简体   繁体   English

解析文件夹中的多个 xml 文件,然后写入中央 csv

[英]Parsing multiple xml files in folder then write to central csv

I'm new to python and have written the following code to parse multiple xml files in a directory and write the content to a central CSV file.我是 python 的新手,并编写了以下代码来解析目录中的多个 xml 文件并将内容写入中央 CSV 文件。

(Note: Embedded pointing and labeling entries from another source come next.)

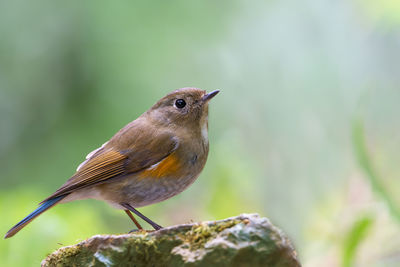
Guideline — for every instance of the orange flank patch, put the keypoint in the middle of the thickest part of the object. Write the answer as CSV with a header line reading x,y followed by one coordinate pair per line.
x,y
167,167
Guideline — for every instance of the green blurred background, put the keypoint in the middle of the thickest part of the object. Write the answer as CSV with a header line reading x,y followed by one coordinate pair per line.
x,y
305,130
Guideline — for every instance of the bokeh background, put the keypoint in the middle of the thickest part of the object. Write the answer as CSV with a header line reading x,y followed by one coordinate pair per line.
x,y
305,130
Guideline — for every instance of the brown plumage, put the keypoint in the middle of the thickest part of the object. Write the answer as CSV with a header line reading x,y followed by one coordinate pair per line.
x,y
149,160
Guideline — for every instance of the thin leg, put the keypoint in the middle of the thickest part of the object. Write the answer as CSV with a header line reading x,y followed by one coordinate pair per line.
x,y
129,207
134,220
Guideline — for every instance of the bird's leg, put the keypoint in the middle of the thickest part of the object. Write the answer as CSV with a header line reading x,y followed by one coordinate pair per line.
x,y
129,207
134,220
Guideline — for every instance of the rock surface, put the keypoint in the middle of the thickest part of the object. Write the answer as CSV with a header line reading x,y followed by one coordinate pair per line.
x,y
245,240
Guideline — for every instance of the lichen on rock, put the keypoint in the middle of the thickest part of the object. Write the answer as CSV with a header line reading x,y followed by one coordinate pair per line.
x,y
245,240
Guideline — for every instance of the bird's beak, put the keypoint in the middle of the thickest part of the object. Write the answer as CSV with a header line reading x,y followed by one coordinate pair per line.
x,y
207,97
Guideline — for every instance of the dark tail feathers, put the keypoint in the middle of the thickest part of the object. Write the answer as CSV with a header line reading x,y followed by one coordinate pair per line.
x,y
42,208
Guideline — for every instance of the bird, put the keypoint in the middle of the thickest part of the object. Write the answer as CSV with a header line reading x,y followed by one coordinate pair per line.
x,y
151,159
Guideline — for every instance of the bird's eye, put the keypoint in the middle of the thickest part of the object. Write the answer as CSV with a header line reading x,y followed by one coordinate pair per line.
x,y
180,103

I have a folder with approximately 30 xml files.我有一个包含大约 30 个 xml 文件的文件夹。 My issue is that it is only grabbing content from the first xml in the folder but not the rest.我的问题是它只从文件夹中的第一个 xml 中获取内容,而不是 rest。 I think I have an issue with not having a loop?我想我有没有循环的问题? I am using Beautifulsoup and would like to stick to this as I have built understanding of it.我正在使用 Beautifulsoup 并希望坚持这一点,因为我已经了解它。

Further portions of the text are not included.